Al contempo, la subvettrice ha allegato l‘inadempimento all’obbligazione di pagamento dei corrispettivi maturati in relazione ai trasporti eseguiti e ha esercitato l’azione sia nei confronti del suo subcommittente sia nei confronti della committente. È la giusta applicazione del famoso art. 7 ter del d.lgs. n. 286/2005, in sintesi «l‘azione diretta per il pagamento del corrispettivo nei confronti di tutti coloro che hanno ordinato il trasporto, obbligati in solido… fatta salva l’azione di rivalsa di ciascuno nei confronti della propria controparte contrattuale». Norma che – come sappiamo – è introdotta a favore e a garanzia del subvettore, astrattamente soggetto più debole rispetto agli altri attori del trasporto.
Resta però l’obiezione sia del committente che del primo vettore della parziale prescrizione della pretesa creditoria. Il Tribunale foggiano si richiama in questo caso all’art. 2951 Codice civile che, in materia di trasporto, prevede un termine di prescrizione breve di un anno, che decorre «dal giorno in cui è avvenuta o sarebbe dovuta avvenire la riconsegna della cosa al luogo di destinazione». La prescrizione breve è riconosciuta in modo incontrovertibile dalla Cassazione.
Ora, nella controversia in esame, il primo atto che interrompe la prescrizione è la diffida e messa in mora dell’avv.ta Bruni – difensore dell’azienda subvettrice – inviato al primo vettore il 20 ottobre 2015 (di cui è provata l’avvenuta ricezione).

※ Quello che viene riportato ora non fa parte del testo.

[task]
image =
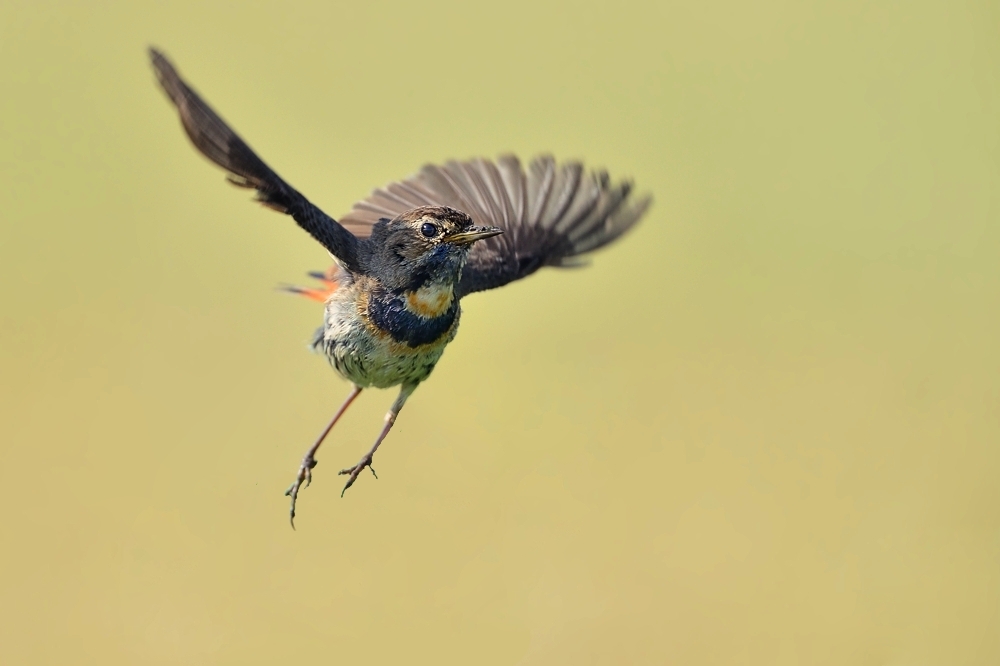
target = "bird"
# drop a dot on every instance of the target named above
(405, 256)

Poiché dunque è pacifica e non contestata la circostanza che la data di emissione delle fatture azionate coincide con quella di consegna della merce, soltanto il credito riportato nella fattura del 31 gennaio 2014 di quasi 200 euro risulta prescritto.
Viceversa,il credito della fattura del 31 agosto 2014 di quasi 9.000 euro non è ancora prescritto: infatti, anche se il documento contabile è stato emesso il 31 agosto, la scadenza ivi indicata è il 15 novembre 2014. Quindi solo da quel momento e non da quello di consegna della merce il termine annuale è iniziato a decorrere e risulta utilmente interrotto dalla diffida dell’ottobre 2015. Dice infatti ancora la Cassazione che “nel caso in cui il termine di adempimento dell’obbligazione sia stabilito, per esplicita volontà delle parti o per presunzione legale ex art. 1184 c.c. a favore del debitore, la prescrizione estintiva del diritto di credito comincia a decorrere solo dopo la scadenza del termine, in quanto precedentemente il creditore non può esigere la prestazione dovuta”. È un ragionamento che vale per tutti gli altri crediti richiesti dal subvettore che non risultano prescritti, guardando alle date di emissione e di scadenza delle stesse, nonché agli atti interruttivi posti in essere dal creditore.
Il primo vettore, infine, eccepiva di aver pagato quasi 27.000 euro al subvettore, ma questi importi non fanno parte delle fatture di cui è stato richiesto il pagamento.
LE CONSEGUENZE
In definitiva, in parziale accoglimento dell’opposizione, solo una delle fatture contestate non deve essere pagata in quanto caduta in prescrizione. Per questo il decreto ingiuntivo viene giustamente revocato, ma committente e primo vettore vengono comunque condannati, in solido fra loro, al pagamento in favore della società subvettrice di oltre 24.000 euro, con la maggiorazione degli interessi. A sua volta il primo vettore dovrà pagare al committente la somma che questi corrisponderà al subvettore, in esecuzione della sentenza.
Per le spese di lite, invece, un terzo di esse verrà compensato e 2/3 resteranno a carico delle opponenti. Infine, a causa dell’accoglimento della domanda di rivalsa del committente nei confronti del primo vettore, le spese di lite vanno poste interamente a carico di quest’ultimo.